A ideia de uma “Geração 60”, por exemplo, foi mal pensada desde o nascedouro. Costuma-se falar em gerações para acontecimentos e pessoas afastadas vinte anos, ou mais: Geração de 22, Geração de 45, em Recife uma Geração de 75, aqui na Paraíba a turma da Revista Era Nova, nos anos 20, envolvendo Perilo d’Oliveira, Américo Falcão, Aderbal Piragibe, Alírio Wanderley… e nós, em 59. Virgínius acolheu a infeliz ideia apenas para nos espicaçar, e pôs-se a entoar louvores a seu suposto intérprete por pura eutrapelia, pois pouco ou nada havia a apresentar por ele, como obra, ao menos naquele momento.
Em outra ocasião, Virgínius desceu ao deboche, ao tentar ridicularizar a aliteração de um verso de Jomar (“Tu te morres, me morro, e não morremos…”), afirmando ser propaganda subliminar da campanha política de Jânio Quadros, cuja filha tinha o apelido de “Tutu”. E vários de nós polemizamos com ele, como também fizemos com Otacílio Cartaxo, este um crítico mais primário e “démodé”.
Tempos depois, Virgínius “amansou”, e disse a Vanildo que algum dia lhe seríamos gratos por, pelos debates provocados, ter dado publicidade ao nosso movimento.
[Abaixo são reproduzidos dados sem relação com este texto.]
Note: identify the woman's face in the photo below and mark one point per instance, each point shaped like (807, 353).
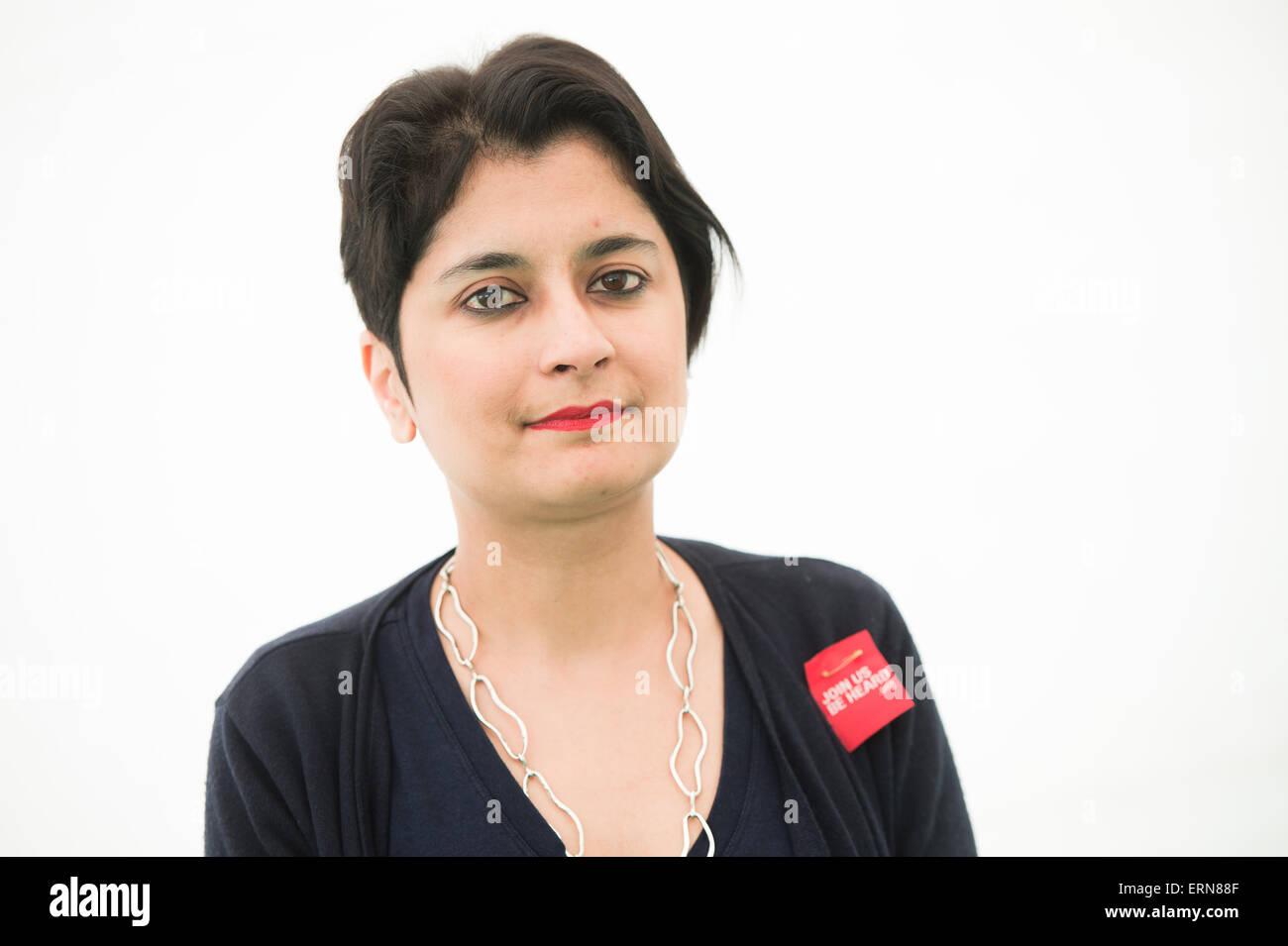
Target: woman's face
(496, 345)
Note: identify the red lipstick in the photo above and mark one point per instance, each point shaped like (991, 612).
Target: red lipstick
(578, 417)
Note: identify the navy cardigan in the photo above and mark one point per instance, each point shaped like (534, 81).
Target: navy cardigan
(296, 770)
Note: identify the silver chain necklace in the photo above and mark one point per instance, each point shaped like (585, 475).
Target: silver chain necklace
(520, 757)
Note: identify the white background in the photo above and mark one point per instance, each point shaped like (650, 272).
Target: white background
(1012, 341)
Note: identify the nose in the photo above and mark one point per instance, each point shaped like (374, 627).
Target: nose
(572, 339)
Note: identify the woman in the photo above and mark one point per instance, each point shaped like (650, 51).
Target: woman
(535, 273)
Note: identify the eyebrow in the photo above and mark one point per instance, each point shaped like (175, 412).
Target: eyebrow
(593, 250)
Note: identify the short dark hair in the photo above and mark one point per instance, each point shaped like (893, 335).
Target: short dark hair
(403, 159)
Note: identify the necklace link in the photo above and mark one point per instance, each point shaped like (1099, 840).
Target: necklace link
(528, 773)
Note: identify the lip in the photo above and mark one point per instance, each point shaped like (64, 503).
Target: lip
(575, 417)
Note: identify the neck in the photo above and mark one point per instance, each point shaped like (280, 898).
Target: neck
(562, 588)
De minha parte, tenho dúvidas sobre tal vaticínio.
Quanto a Políbio Alves – que só vim a conhecer ligeiramente, na casa de Jurandy Moura, por volta de 1977 – dado como testemunha das primícias do surgimento da tal Geração 60, prefiro situá-lo como integrante do Grupo Sanhauá, que se formou logo depois, e acolheu valores como Hildeberto Barbosa, Sérgio de Castro Pinto, João Batista de Brito e outros. E imagino que ele também prefere. Recentemente, deu-me dois livros para ler e comentar, o que fiz com respeito, critério e absoluta sinceridade.
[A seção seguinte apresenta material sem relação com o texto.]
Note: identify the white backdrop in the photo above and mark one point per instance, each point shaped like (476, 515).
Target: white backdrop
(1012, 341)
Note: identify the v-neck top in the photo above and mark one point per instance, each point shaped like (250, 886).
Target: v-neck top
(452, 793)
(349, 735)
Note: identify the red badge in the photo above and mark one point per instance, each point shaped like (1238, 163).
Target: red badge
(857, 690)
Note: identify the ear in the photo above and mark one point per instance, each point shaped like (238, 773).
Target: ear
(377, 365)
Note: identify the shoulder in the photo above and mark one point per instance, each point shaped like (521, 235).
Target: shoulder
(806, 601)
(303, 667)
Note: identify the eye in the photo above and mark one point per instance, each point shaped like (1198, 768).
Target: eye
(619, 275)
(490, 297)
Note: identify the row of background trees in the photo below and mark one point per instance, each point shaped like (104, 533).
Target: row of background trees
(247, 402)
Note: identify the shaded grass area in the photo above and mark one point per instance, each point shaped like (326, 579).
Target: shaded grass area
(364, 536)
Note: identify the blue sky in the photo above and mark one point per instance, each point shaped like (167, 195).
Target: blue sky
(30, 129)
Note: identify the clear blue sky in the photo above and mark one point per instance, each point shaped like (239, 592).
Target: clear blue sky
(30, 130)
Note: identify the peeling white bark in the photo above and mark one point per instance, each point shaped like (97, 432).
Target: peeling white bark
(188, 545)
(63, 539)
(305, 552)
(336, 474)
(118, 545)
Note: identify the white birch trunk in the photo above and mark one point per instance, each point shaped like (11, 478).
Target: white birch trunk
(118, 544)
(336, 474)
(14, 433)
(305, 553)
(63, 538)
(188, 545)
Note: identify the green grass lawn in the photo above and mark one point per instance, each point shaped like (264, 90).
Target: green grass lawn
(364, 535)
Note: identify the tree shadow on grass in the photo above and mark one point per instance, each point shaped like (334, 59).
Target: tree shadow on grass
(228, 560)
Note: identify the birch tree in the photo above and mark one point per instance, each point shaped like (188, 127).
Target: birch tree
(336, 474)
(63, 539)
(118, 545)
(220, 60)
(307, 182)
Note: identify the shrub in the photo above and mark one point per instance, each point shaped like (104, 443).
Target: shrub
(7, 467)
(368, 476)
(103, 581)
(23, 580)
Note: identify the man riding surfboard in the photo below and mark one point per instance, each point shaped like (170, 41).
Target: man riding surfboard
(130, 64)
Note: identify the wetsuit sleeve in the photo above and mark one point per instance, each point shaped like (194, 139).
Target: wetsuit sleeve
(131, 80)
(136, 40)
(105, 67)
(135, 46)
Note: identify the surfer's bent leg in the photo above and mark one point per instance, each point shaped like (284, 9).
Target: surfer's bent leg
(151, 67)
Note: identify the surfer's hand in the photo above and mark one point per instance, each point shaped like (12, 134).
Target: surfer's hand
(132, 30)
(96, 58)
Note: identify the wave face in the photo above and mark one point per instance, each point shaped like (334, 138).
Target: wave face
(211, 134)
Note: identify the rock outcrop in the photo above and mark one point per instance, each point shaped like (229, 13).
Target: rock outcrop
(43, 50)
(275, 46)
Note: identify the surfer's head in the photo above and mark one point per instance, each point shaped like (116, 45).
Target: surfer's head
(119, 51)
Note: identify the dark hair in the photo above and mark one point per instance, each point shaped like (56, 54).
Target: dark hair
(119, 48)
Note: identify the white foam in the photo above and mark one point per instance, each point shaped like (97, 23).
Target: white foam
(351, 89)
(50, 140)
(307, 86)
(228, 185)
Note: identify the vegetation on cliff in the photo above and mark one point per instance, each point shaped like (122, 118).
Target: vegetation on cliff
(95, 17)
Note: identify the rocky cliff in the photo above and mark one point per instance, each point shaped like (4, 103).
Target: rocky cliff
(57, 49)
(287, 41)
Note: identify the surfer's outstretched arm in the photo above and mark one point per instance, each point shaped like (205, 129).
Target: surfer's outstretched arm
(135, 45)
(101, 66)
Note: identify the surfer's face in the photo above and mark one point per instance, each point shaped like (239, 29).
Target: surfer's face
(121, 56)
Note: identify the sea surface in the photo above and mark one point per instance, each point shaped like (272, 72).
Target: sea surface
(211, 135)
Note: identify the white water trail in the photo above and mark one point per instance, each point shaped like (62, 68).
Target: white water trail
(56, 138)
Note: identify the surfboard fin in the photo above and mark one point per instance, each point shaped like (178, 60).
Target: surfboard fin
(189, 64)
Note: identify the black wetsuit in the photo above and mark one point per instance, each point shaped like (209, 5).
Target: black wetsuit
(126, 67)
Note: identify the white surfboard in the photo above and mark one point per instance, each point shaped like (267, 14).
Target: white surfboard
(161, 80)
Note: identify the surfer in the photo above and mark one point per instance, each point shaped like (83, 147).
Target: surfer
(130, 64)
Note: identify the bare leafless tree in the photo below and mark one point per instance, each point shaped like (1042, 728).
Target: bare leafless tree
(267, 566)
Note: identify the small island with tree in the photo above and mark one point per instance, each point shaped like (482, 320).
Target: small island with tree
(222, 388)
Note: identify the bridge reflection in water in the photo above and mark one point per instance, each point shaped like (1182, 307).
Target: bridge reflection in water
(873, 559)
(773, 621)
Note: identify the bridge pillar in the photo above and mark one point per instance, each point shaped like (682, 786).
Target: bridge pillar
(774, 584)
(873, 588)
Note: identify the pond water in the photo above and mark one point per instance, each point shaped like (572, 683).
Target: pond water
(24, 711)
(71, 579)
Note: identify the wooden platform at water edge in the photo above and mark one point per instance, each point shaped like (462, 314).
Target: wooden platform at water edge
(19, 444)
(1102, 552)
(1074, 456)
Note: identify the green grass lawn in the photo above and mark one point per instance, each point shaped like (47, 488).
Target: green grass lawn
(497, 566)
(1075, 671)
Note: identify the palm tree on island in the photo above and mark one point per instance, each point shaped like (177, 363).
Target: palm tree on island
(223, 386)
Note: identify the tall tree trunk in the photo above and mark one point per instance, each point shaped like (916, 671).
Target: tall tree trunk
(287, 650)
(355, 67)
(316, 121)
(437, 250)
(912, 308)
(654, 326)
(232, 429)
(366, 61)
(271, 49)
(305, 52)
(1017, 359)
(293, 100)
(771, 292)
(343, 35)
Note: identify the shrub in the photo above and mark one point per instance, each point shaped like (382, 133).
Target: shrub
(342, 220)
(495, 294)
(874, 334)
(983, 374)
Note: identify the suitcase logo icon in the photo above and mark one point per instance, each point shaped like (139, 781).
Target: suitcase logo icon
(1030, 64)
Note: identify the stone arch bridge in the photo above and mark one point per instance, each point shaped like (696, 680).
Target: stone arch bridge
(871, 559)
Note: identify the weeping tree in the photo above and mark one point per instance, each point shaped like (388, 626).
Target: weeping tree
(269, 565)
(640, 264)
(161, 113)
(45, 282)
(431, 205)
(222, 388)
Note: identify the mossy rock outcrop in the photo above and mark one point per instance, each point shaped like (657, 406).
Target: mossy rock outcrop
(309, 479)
E assim chego ao final desta rememoração, cuja oportunidade me surgiu pelo bate-bola intelectual em minha província. Como afirmou um político controvertido – neste caso, acertadamente – o tempo é o senhor da razão. Ele demonstrará o que prevalece, como narrativa ligada aos fatos. Aliás, penso que já está demonstrando.